Split Pillow just completed a month-long run of the thriller The Disappearance of Daniel Dodger at the Chopin Theatre. On Oct. 25 the nonprofit film incubator hosts a fundraising reception with drinks and appetizers from 7 to 10 p.m. $35. See splitpillow.com.

Nat Dykeman’s new Cinema Obscura DVD label releases its first two titles in stores Oct. 30: Joe Pacheco’s documentary As Smart As They Are, about lit-pop band One Ring Zero, and Lake County filmmaker John Covert’s crime drama Waiting for the Man.

Both titles are available for preorder on www.cinemaobscuradvd.com. Next year Dykeman will release Ruth Leitman’s Southern Gothic family documentary Alma, Bill Sebastian’s romance Midlothia, and Covert’s films The Blind Lead, Shut-Eye, and Girls & Buildings.

Dykeman runs the Lake County Film Festival, which is accepting submissions for its fifth iteration, to be held Feb. 28-March 2 at the College of Lake County. See lakecountyfilmfest.com

Mark Harris standup comedy film Cut’N It Up Chicago will be released in January 2008 by Indican Pictures and Triumphant Pictures. Alex Thomas hosts, with performances by Reggie Reg, Lil Rel, Rodney Perry, Sonja D, Shang, Pierre and Marcus Combs. See cutnitup.com.

Harris has completed post-production on the drama I Used to Love Her, starring Toya Turner, Mel Roberson, Sheree Bynum, Tiffany J. Curtis, Lil Rel and Simeon Henderson.

Rusty Nails’ third annual Movieside Music Box Massacre, a 24-hour horror marathon, welcomes guests Fred Dekker (director of The Monster Squad, Night of the Creeps, RoboCop 3) and Coralina Cataldi Tassoni (star of Demons 2). Nails hosts, with music by the Coffin Banger.

The Massacre will screen The Cat and the Canary, Freaks, Abbott and Costello Meet Frankenstein (with Bela Lugosi and Lon Chaney, Jr.), Roger Corman’s The Raven, Equinox, David Cronenberg’s Videodrome, Peeping Tom, Halloween 3, The Shining, Season of the Witch, The Monster Squad and It’s Alive.

The Massacre runs from Noon Oct. 13 to Noon Oct. 14 at the Music Box Theatre, 3733 N. Southport Ave. $24 presale, $29 at the door. See musicboxtheatre.com.

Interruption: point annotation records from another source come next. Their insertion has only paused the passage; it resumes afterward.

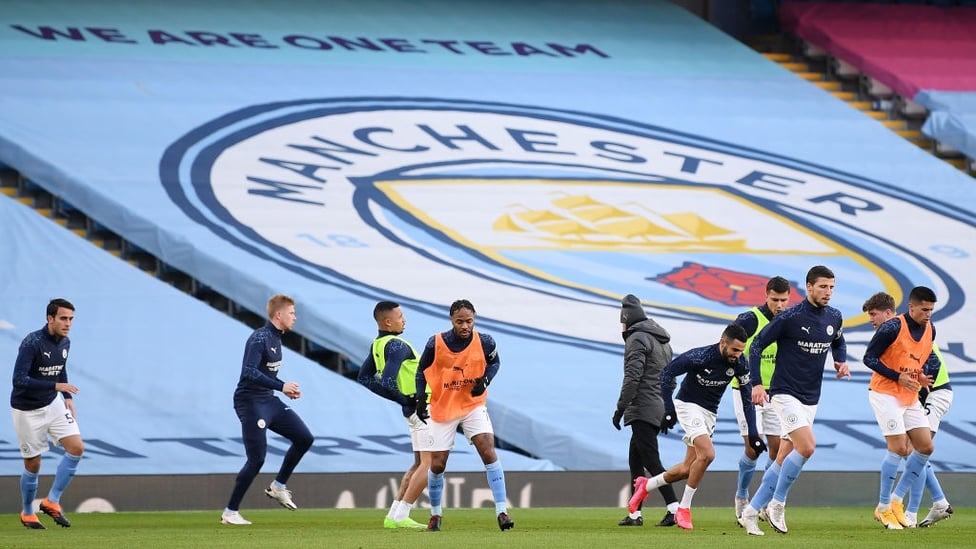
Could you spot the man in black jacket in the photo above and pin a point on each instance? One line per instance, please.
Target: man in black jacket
(646, 352)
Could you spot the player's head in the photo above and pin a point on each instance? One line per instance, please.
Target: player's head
(389, 317)
(281, 312)
(733, 342)
(777, 294)
(60, 315)
(820, 285)
(631, 311)
(921, 303)
(879, 307)
(462, 318)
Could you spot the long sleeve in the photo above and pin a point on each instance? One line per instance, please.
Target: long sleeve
(635, 355)
(492, 360)
(426, 359)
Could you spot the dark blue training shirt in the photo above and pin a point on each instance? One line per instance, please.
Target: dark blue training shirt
(456, 344)
(40, 364)
(803, 334)
(262, 359)
(707, 375)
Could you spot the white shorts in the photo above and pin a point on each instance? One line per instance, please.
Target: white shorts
(442, 435)
(33, 427)
(937, 404)
(792, 413)
(420, 438)
(766, 419)
(695, 420)
(894, 418)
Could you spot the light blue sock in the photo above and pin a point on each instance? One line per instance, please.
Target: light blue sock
(765, 491)
(792, 467)
(747, 468)
(889, 470)
(62, 478)
(435, 491)
(496, 481)
(914, 469)
(28, 490)
(916, 489)
(932, 483)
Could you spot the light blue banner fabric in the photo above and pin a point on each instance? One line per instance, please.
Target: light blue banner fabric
(952, 119)
(540, 159)
(156, 370)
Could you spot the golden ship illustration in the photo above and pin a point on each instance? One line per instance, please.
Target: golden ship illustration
(580, 220)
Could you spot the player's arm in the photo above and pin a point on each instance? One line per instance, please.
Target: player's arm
(253, 355)
(880, 341)
(838, 349)
(930, 370)
(21, 376)
(492, 360)
(367, 377)
(748, 321)
(745, 393)
(680, 365)
(426, 359)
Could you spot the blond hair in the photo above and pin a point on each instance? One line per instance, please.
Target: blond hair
(277, 303)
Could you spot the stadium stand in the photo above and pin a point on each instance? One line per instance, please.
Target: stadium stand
(541, 172)
(922, 56)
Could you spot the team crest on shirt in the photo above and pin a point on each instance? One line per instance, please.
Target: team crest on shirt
(550, 209)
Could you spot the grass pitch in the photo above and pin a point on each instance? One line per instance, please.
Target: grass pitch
(833, 527)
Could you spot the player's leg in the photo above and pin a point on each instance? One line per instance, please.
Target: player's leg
(890, 416)
(442, 441)
(636, 466)
(747, 461)
(800, 431)
(414, 486)
(31, 429)
(254, 437)
(917, 427)
(477, 427)
(63, 428)
(650, 458)
(704, 454)
(936, 406)
(286, 422)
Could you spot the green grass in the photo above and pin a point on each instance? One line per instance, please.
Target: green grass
(840, 528)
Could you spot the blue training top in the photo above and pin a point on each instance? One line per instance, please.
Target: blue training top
(41, 363)
(708, 373)
(262, 360)
(803, 334)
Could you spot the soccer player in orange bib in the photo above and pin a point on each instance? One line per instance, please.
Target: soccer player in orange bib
(459, 364)
(902, 356)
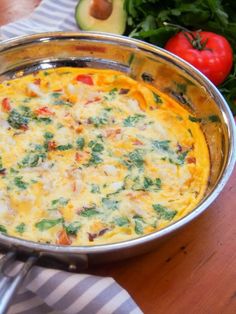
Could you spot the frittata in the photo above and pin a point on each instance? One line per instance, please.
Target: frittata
(91, 156)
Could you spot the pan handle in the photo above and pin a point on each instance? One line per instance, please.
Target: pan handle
(10, 285)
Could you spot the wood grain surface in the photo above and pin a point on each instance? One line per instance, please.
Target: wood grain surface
(194, 271)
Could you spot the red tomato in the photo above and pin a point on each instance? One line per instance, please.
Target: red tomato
(44, 111)
(208, 52)
(6, 105)
(52, 145)
(84, 78)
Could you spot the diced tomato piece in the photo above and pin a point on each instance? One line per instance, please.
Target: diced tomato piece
(137, 142)
(84, 78)
(37, 81)
(44, 111)
(79, 129)
(78, 156)
(24, 127)
(93, 100)
(113, 132)
(52, 145)
(63, 238)
(6, 105)
(191, 160)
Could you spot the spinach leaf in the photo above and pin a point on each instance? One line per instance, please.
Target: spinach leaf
(60, 202)
(64, 147)
(162, 145)
(109, 203)
(89, 212)
(95, 189)
(17, 120)
(73, 228)
(46, 224)
(163, 212)
(80, 143)
(20, 184)
(121, 221)
(3, 229)
(21, 228)
(94, 160)
(32, 160)
(135, 159)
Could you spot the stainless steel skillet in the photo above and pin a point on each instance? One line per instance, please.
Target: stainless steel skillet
(142, 62)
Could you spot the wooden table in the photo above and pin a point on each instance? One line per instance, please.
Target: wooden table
(194, 272)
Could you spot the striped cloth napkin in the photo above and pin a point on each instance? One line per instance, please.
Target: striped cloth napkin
(54, 291)
(49, 290)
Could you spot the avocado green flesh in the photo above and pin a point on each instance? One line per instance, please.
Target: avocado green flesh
(114, 24)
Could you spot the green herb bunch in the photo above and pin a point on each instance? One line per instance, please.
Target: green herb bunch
(147, 18)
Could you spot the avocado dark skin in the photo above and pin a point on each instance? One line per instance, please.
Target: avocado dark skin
(101, 9)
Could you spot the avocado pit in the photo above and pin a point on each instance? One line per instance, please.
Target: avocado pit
(101, 9)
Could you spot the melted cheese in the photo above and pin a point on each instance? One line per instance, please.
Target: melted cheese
(92, 157)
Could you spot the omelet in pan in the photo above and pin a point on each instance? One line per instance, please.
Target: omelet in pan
(91, 156)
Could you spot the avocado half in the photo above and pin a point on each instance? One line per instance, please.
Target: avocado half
(115, 23)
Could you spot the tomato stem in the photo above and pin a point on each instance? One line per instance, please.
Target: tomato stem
(194, 38)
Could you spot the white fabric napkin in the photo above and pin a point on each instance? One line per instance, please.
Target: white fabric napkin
(49, 290)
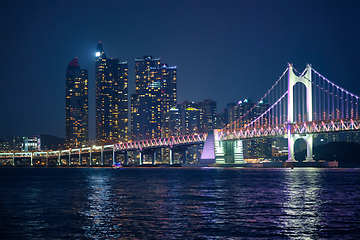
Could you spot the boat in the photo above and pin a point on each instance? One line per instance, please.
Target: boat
(116, 166)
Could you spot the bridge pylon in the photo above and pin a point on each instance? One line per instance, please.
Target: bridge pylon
(292, 80)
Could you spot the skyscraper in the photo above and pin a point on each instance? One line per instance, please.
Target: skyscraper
(76, 105)
(111, 99)
(155, 95)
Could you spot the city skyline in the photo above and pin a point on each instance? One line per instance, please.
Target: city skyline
(223, 47)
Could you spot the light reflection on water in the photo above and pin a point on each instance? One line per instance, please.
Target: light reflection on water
(301, 203)
(303, 198)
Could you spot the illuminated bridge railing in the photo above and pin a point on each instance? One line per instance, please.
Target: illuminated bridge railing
(280, 130)
(162, 142)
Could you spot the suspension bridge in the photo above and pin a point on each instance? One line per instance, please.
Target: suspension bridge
(301, 104)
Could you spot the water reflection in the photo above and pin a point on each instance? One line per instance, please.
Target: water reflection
(302, 202)
(100, 208)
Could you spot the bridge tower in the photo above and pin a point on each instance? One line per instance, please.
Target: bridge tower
(306, 80)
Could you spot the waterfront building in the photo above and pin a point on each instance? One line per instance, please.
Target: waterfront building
(111, 99)
(155, 94)
(76, 114)
(31, 144)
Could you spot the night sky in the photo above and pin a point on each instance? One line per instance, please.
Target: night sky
(224, 50)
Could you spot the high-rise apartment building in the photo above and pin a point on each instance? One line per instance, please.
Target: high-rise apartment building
(155, 95)
(111, 99)
(76, 105)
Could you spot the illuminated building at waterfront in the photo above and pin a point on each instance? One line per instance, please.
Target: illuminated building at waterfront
(76, 113)
(155, 95)
(111, 99)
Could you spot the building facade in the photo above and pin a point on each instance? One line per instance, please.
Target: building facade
(111, 99)
(155, 95)
(76, 115)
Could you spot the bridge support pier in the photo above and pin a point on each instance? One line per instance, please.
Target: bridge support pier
(154, 157)
(238, 152)
(171, 157)
(309, 147)
(306, 81)
(141, 160)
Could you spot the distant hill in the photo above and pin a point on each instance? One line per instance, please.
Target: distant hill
(51, 142)
(343, 152)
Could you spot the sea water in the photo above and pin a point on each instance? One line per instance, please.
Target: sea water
(179, 203)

Nails continues work on his documentary Dead On: The Life and Cinema of George A. Romero, which he plans to release to coincide with the 40th Anniversary of Romero’s Night of the Living Dead next year.

Vance Mellen of Mellenhead Productions is shooting the apocalyptic comedy Revelations, a Sundance Screenwriters Lab finalist about a preacher holed up in an abandoned church at the end of the world. See mellenheadprods.com.

Low Bow Pictures’ 7 Columbian Kings, the story of a brutal double-cross between two friends in the West Side drug trade, premieres Oct. 20 at the Portage Theater. Zeke Gonzalez directed and produced. Featuring Roberto Soto, Joe Caballero and Jaime Santillana. Oct. 20 at 6 p.m. at 4050 N. Milwaukee Ave. See portagetheater.org.

The Princess Grace Foundation is bestowing two of its six Princess Grace Awards in film to Chicagoans this year: Thomas Javier Castillo, a Northwestern grad student whose work focuses on the people, history and politics of the American Southwest; and School of the Art Institute undergrad Gonzalo Escobar for his work in documentary and essay film in Mexico, Ecuador and his native Columbia. See pgfusa.org.